Converters are typically strengthened by means of furnace brazing. This is a process where liquid brass is used to re-enforce the mechanical connection between the blades of the turbine and the concentric ring in the turbine.
[edit] Principles
Each member has the same weight but different mean diameters. The driving member is twice the diameter of the driven member. This means it has four times the energy. If the driving member was spinning at 1000 RPM and the driven member was stationary, the stationary member could attain a speed of 2000 RPM if all energy was transferred instantaneously (one time interval). In a clutch system, both members would have to connect and since the new resultant member has a mass of 2X it would never approach 2000 RPM. Much more RPM is lost although it has the same momentum. Despite the same momentum the operating speed of the engine has dropped so it is producing less power over the next time interval, resulting in the advantage of an automatic transmission over a manual for standing starts.
As the input member turns, oil spirals outwards. When it reaches the end of the input member it looks like a rim of spinning oil. The energy that this toriodal shape of oil has is a function of its diameter, how fast it is stopped, and its weight. It does not take very much oil to impart a large amount of energy to a stopped car. This is because since the output member is stationary the oil has no choice but to be stopped very fast as if it hit a wall. When the output member is moving, obviously the oil doesn't hit as hard and less force is exerted. Consider this toriodal of oil moving at 32 feet per second, spinning at 1000 RPM, and with a mean diameter of 12 inches. In one second oil weighing almost 360 pounds will collide with the stalled member and produce a force of 300 foot-pounds if stopped in one second. Actually, it would have to be stopped and returned in one second or all of the oil would be on one side. After entering the output member and imparting energy, the rim of oil will change direction of flow and simply become a straight flow of oil entering the input member at the center.

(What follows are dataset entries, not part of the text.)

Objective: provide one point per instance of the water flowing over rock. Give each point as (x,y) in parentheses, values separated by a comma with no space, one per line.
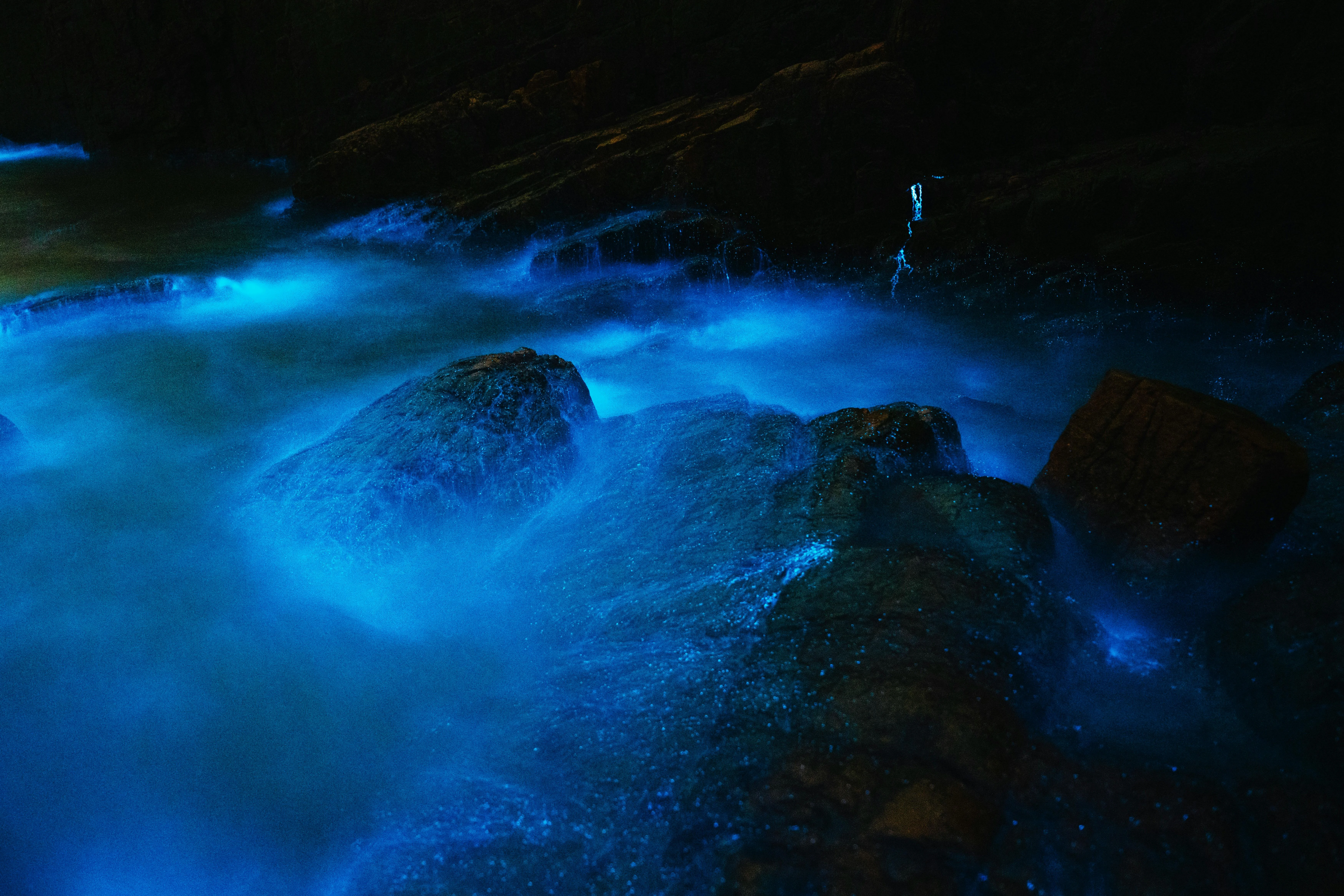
(11,440)
(1152,476)
(1280,647)
(493,433)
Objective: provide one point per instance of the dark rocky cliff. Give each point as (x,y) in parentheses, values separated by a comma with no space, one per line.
(1190,144)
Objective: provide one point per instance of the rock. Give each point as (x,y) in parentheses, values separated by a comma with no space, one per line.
(1319,406)
(50,307)
(11,440)
(642,238)
(1315,418)
(1151,476)
(787,154)
(1280,647)
(1280,652)
(494,433)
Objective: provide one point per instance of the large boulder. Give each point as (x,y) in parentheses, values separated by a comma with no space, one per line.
(1154,477)
(493,433)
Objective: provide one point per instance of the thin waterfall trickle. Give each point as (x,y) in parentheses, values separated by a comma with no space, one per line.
(917,207)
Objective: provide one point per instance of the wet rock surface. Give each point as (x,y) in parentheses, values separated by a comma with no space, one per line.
(812,659)
(1280,647)
(1152,476)
(11,440)
(493,433)
(709,244)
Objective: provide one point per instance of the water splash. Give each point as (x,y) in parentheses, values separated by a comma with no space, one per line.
(900,258)
(1128,644)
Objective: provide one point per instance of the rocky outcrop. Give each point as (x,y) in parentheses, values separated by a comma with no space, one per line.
(1154,477)
(494,433)
(265,80)
(1280,647)
(1189,146)
(11,440)
(808,150)
(793,657)
(706,242)
(61,304)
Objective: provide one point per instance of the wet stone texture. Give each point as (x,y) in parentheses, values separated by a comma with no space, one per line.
(494,433)
(1280,647)
(11,441)
(1155,479)
(788,659)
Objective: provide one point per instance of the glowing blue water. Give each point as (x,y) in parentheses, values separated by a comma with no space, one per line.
(26,152)
(204,704)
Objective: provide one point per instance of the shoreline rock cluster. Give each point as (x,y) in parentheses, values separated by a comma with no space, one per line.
(884,635)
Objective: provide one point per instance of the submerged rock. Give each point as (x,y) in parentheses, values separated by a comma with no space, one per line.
(1150,476)
(493,433)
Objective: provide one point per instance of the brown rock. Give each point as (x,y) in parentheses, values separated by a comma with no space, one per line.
(1151,475)
(493,435)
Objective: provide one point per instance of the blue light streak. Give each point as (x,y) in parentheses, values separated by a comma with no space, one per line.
(23,152)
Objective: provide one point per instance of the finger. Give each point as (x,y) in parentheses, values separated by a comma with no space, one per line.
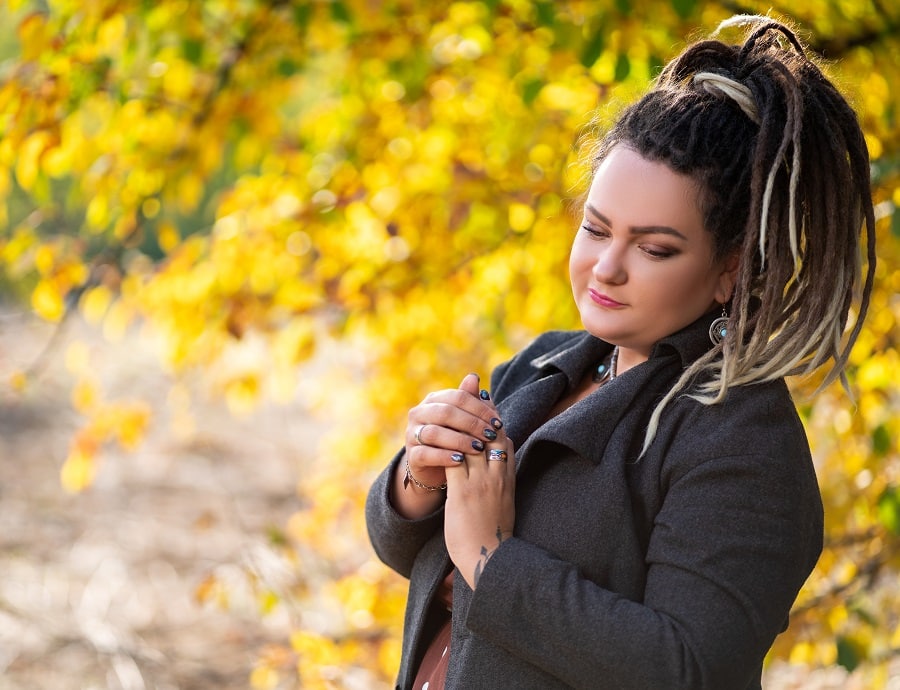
(448,440)
(481,424)
(470,384)
(467,397)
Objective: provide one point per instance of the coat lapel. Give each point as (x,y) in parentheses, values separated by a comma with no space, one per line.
(612,421)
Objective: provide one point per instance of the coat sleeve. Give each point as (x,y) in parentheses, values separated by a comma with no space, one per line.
(734,538)
(396,540)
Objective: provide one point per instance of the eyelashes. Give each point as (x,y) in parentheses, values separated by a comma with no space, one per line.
(651,250)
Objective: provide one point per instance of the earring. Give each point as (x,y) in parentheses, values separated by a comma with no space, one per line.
(718,329)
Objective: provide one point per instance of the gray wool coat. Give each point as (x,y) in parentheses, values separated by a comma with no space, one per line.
(675,570)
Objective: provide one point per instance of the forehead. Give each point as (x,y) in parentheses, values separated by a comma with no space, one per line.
(631,190)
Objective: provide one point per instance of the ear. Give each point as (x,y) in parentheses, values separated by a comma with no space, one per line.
(728,277)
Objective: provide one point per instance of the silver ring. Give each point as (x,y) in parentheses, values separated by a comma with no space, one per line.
(497,454)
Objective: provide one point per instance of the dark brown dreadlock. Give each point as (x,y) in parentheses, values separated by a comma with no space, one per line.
(783,170)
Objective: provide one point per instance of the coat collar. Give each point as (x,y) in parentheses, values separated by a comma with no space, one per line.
(611,421)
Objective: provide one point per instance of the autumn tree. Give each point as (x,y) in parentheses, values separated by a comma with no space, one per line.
(271,178)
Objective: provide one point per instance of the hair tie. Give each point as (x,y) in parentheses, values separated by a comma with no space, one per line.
(719,85)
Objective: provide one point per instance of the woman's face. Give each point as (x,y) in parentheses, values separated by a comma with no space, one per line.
(642,264)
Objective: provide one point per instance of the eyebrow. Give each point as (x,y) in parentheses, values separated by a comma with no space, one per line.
(638,229)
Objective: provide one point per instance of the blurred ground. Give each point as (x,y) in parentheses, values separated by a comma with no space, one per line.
(98,590)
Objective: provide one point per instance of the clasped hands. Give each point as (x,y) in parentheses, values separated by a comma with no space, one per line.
(455,437)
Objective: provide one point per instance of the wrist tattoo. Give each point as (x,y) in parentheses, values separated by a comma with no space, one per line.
(485,556)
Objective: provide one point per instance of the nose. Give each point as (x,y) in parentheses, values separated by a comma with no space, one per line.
(609,268)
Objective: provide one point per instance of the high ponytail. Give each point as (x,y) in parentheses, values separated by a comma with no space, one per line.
(783,169)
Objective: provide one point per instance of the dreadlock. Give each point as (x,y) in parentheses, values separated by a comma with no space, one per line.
(783,172)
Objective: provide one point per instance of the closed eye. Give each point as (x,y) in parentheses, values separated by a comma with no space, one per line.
(656,252)
(597,233)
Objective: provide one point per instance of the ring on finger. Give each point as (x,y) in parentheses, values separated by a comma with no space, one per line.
(497,454)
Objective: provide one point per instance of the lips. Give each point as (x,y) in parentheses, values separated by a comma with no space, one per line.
(604,300)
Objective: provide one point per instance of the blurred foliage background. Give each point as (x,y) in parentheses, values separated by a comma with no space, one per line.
(246,183)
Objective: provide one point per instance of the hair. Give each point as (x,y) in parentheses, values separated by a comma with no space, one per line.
(783,174)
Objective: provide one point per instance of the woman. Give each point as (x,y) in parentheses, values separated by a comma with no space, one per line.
(634,505)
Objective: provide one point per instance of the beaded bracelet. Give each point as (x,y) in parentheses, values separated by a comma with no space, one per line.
(409,478)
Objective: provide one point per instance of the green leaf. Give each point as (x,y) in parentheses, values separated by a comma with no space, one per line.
(848,655)
(192,49)
(655,63)
(530,90)
(592,49)
(684,7)
(545,13)
(881,440)
(623,67)
(889,509)
(302,14)
(340,13)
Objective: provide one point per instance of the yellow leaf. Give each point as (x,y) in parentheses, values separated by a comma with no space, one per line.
(47,301)
(28,160)
(78,471)
(521,217)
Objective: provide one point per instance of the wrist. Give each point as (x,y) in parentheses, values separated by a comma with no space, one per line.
(410,482)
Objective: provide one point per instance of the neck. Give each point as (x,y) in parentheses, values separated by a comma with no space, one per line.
(629,358)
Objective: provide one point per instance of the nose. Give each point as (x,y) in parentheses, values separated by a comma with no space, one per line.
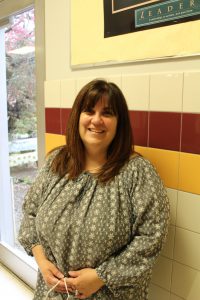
(96,119)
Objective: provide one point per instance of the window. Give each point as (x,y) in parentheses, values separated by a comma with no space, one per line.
(18,127)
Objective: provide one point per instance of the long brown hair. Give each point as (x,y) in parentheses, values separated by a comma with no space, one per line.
(71,157)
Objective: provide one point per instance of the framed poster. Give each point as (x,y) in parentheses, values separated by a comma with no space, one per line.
(128,16)
(95,42)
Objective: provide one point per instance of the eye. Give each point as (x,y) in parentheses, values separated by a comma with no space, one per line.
(108,113)
(88,112)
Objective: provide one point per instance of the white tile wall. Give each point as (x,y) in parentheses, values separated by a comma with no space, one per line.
(12,287)
(117,79)
(168,249)
(83,81)
(173,196)
(185,282)
(188,211)
(187,248)
(136,91)
(162,266)
(166,92)
(191,92)
(157,293)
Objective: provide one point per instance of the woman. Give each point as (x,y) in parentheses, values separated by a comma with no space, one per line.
(97,213)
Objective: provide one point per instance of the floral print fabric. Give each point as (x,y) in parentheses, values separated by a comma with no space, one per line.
(118,228)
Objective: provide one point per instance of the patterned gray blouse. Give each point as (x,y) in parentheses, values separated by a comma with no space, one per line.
(118,228)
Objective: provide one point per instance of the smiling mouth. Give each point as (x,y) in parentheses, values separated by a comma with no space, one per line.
(96,131)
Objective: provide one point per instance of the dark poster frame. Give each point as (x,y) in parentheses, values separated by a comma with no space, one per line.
(122,21)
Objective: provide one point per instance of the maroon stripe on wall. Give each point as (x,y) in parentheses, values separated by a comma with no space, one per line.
(165,130)
(150,129)
(53,120)
(65,112)
(190,133)
(139,124)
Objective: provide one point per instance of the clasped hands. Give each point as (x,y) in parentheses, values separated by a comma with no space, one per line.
(85,281)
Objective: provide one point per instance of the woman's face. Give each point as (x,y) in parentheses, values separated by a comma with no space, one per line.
(97,127)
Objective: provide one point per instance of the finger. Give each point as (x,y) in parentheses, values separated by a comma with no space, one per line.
(56,272)
(74,273)
(80,296)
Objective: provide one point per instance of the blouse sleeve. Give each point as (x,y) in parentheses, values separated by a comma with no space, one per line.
(133,265)
(27,233)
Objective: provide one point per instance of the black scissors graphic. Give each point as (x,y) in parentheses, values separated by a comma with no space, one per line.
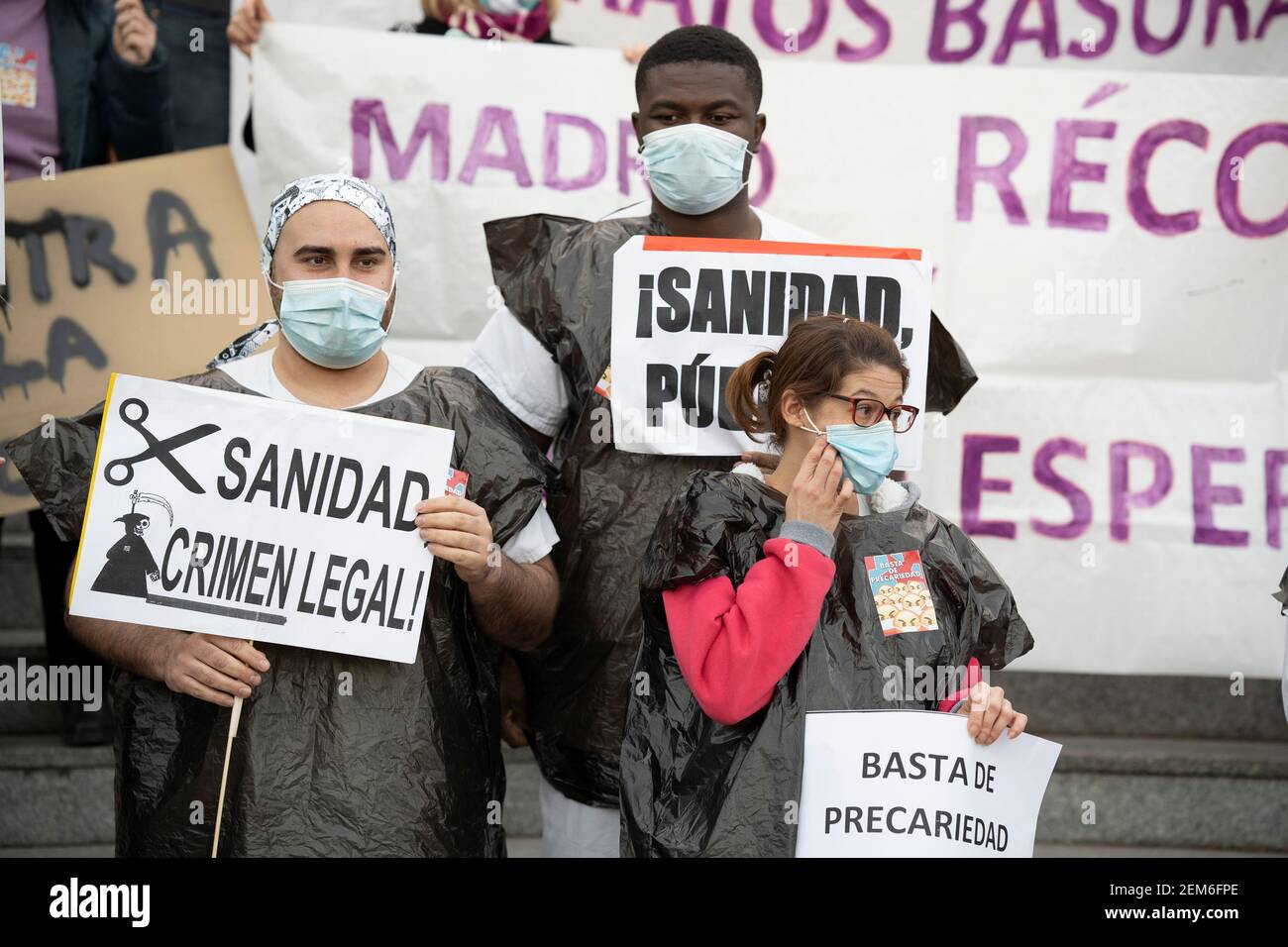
(161,450)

[edit] Torque converter myths
One of the largest myths out in the rebuilding world is that welding a torque converter will strengthen the product and increase performance. This is done as a cheap substitute for furnace brazing and the results could destroy your driveline. As mentioned earlier, the fluid exits the input member at the edge of the converter pump. This is where welding is usually performed. In reality, no human or currently built machine could possibly tack the fins of the pump small enough to not divert oil flow. While the strength of the fins has been increased it has cost the oil flow momentum and created localized hot spots. If the converter was ran hot enough the fin could loose strength and break off causing extensive damage.
Another converter myth is arguing stall speeds. Unfortunately, the one way to tell a converters true stall speed is with a specially built converter dyno. Testing installed, car or not, the stall speed can not be read accurately enough due to variables in the braking holding the output member and differences in engine power over RPM.